More than a place to partake of the cheapest of the available cheap meals with such suitable companions, Koller credits the VPK with his bodily existence, and more critically, his very intellectual existence.

At the point in time when our narrator is winding and unwinding his long-winded account of his somewhat repellent and yet somehow appealing friend, this friend, Koller, has already devoted himself to his particular studies for sixteen years. He is now, he says, ready to begin to unveil his findings. It is, of course, perfectly fitting that a Bernhardian hero should be consumed with an appropriately outdated pseudoscience like physiognomy, the supposed practice of determining a person’s personality from their external appearance, especially facial characteristics. Koller speaks of his Physiognomy with reverence; he approaches it, as one would expect, from the altitude of his superior intellectual energies, devoting his full attention to understanding it through careful study of his constant dining companions.

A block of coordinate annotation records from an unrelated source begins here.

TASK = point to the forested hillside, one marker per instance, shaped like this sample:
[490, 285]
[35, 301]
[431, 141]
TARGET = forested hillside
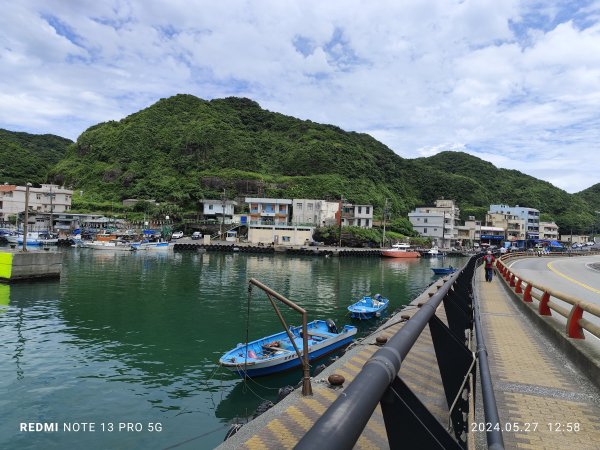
[28, 157]
[184, 149]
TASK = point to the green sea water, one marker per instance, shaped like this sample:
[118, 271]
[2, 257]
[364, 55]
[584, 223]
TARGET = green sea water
[124, 347]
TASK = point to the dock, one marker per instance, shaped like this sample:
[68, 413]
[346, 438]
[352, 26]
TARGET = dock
[544, 397]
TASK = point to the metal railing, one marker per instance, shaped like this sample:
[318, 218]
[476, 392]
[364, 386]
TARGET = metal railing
[408, 422]
[548, 297]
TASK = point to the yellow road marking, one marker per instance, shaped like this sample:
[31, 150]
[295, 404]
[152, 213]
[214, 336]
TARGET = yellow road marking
[579, 283]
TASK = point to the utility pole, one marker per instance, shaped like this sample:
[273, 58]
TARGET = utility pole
[384, 214]
[27, 186]
[222, 214]
[341, 210]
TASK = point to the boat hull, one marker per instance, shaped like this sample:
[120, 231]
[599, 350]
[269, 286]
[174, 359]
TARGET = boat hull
[400, 254]
[245, 360]
[367, 309]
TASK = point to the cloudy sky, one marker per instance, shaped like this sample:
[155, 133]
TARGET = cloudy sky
[516, 83]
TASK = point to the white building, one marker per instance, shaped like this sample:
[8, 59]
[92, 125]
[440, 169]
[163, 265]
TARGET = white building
[439, 222]
[549, 230]
[279, 234]
[357, 215]
[314, 212]
[268, 211]
[530, 217]
[49, 198]
[219, 210]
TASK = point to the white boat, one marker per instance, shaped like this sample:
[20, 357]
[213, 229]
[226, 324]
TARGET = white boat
[114, 245]
[151, 246]
[33, 238]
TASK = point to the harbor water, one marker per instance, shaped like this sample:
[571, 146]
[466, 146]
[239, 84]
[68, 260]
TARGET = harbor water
[122, 351]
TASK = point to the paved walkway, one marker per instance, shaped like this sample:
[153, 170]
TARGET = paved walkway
[543, 402]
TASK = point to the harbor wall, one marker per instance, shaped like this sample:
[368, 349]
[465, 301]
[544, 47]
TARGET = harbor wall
[18, 265]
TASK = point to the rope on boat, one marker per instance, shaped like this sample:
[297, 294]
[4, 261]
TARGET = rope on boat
[196, 437]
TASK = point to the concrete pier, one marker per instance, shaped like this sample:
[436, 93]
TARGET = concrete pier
[16, 265]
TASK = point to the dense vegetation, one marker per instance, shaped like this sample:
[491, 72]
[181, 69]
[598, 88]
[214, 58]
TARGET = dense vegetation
[184, 149]
[27, 157]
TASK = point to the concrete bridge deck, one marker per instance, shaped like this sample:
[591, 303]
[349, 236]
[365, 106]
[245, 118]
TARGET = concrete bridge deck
[543, 400]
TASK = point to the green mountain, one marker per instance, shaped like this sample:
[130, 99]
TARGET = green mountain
[183, 149]
[28, 157]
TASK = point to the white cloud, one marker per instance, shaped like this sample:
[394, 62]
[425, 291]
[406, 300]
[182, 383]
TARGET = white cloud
[513, 82]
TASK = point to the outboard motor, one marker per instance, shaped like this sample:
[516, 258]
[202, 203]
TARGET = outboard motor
[331, 326]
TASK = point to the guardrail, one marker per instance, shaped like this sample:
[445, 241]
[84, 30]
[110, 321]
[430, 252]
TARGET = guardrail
[408, 423]
[547, 297]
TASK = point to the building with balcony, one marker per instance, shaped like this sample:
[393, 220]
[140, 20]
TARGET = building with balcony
[549, 231]
[268, 211]
[49, 198]
[314, 212]
[439, 222]
[469, 234]
[221, 211]
[514, 226]
[530, 217]
[357, 215]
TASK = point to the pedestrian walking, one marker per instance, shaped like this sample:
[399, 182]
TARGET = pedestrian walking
[489, 266]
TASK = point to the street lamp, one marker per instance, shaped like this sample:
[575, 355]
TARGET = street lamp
[27, 186]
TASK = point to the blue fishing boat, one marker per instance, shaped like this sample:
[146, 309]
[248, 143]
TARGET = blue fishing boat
[276, 353]
[368, 307]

If The Cheap-Eaters purports itself to be a novel about the four men who gather together, with Koller, to eat cheaply at the VPK, it is, yet it is more explicitly an expose of Koller’s own eccentricities as recounted by a narrator whose own attraction to his subject is as curious and questionable as Koller himself. And given the way our one-legged hero is portrayed, one might even suggest that the cheap-eaters who so dominate his thoughts are remarkably normal by comparison. But then, this is Bernhard and would one expect anything less?

He had always felt sorry for so-called healthy people because in his view they never emerged from the swampy lowlands of absolute intellectual torpor and moreover were condemned to languish all their lives in this brutish intellectual torpor of theirs, no matter who they were and no matter what they did, and he despised them quite openly and invariably seemed to derive a certain enjoyment from this contempt of his for these miserable, good-for-nothing, mind-damaging creatures as he had actually once described them to me verbatim.

Anyone familiar with Bernhard in his longer form work, will not be surprised to find that the narrative progresses in a doubly-, sometimes triply-nested and convoluted fashion, treading over the same well-travelled ground repeatedly, slowly adding new details and bits of commentary along the way. Robertson’s translation handles this labyrinthine movement nicely. And, of course, all this wandering is rewarded as everything begins to take shape, the cheap-eaters are finally given individual dimension, and then—well, you have to read it yourself to find out how the story concludes.

I will say that The Cheap-Eaters by Thomas Bernhard, translated from the German by Douglas Robertson and published by Spurl Editions, is a welcome addition to my own curious and eclectic collection of Bernhard’s work.